The Katana:GO's simple app interface does not look nearly as nice as the Spark app, but it makes you listen with your ears, not your eyes... (Image credit: Boss)

The casing feels like it might not survive being stepped on, but frankly, so does my phone. This is lightweight and small enough to tuck in my pocket – and, at $119 new, it will not bring me to tears/my home insurer when my two-year-old drops it in the toilet. 

Meanwhile, it's also powered by a rechargeable battery, so I can run about the bottom floor like Angus Young at an open house.

On the tone front, a lot of words have already been written about the strength of the Katana sounds and I won’t retread them here, but suffice to say they are really good.

As ever, there are some that I, personally, would consign to the realm of Hades, but I’m a fan of deep, verb-y cleans and crunchy, harmonic distortions and there’s plenty on that front.

What has really cinched it for me, though, compared to any other silent practice solutions I’ve tried is the Stage Feel modes.

It doesn’t look like much, but the Stage Feel function makes a real difference when you’re playing for long periods (Image credit: Matt Parker / Future)

These are essentially three room sound presets, which offer a choice of Stage, Studio and Custom settings and, if you dig in via the app, allow you to move audio sources and amps around the listening space.

This is done using “advanced BOSS spatial technology” – likely some form of IR and hardly revolutionary in isolation – but it’s hard to think of another scenario where it’s been incorporated in such a straightforwardly useful way.

It’s super-simple to use (engaged with a switch on the side of the unit) and, when you don the headphones, it feels like it puts you in the room with the amp sound. 

The most persistent wisdom I have garnered during my 15-odd years of writing about guitars is that playing is about feedback loops – between your mind and your hands, your hands and the strings, the guitar and the amp and so on.

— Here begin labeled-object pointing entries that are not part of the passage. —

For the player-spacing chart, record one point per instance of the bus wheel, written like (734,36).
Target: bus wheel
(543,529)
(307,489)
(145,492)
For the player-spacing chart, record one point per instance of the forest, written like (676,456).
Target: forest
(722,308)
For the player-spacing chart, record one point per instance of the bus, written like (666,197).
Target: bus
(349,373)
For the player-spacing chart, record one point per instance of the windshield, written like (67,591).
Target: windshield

And that all exists within a broader, overarching loop of the sound and your ears. 

(Image credit: Matt Parker / Future)

Anything that breaks or interrupts one of those loops hinders our flow as players – and that is where headphone amps (and a lot of other quiet practice solutions) traditionally fall flat. If our brain has to compensate for that interruption then it becomes much more wearing on the ears and mind. 

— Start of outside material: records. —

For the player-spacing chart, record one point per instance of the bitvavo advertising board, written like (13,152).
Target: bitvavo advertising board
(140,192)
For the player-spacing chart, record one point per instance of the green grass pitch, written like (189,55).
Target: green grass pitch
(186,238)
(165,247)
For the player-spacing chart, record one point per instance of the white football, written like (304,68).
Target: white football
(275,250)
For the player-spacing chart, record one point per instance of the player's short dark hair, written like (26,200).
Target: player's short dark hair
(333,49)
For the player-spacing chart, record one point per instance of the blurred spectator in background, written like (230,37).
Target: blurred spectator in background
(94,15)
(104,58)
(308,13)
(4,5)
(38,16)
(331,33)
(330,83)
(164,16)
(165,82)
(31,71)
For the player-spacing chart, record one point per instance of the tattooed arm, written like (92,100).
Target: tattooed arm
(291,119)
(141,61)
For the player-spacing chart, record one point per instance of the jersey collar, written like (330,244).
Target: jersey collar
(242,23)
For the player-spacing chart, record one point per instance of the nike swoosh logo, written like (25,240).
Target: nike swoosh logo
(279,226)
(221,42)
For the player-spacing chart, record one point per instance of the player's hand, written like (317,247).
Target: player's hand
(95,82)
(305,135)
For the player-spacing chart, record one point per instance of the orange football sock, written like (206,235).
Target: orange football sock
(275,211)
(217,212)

It doesn’t feel like that is happening in the same way with the Katana:GO. The Stage Feel feature is a major part of that, but it’s also the way it’s incorporated into a bigger offering that, by luck or design, has made it much easier for me to pick and play for long periods – and, at its core, that is all I really need it to do.

As a guitar journalist, it’s very easy to become prone to cork-sniffing, but ultimately the best gear is the stuff you find yourself using time and again. And so this is where I find myself – a guitar journo of 15 years – standing in front of the world declaring my love… for a headphone amp.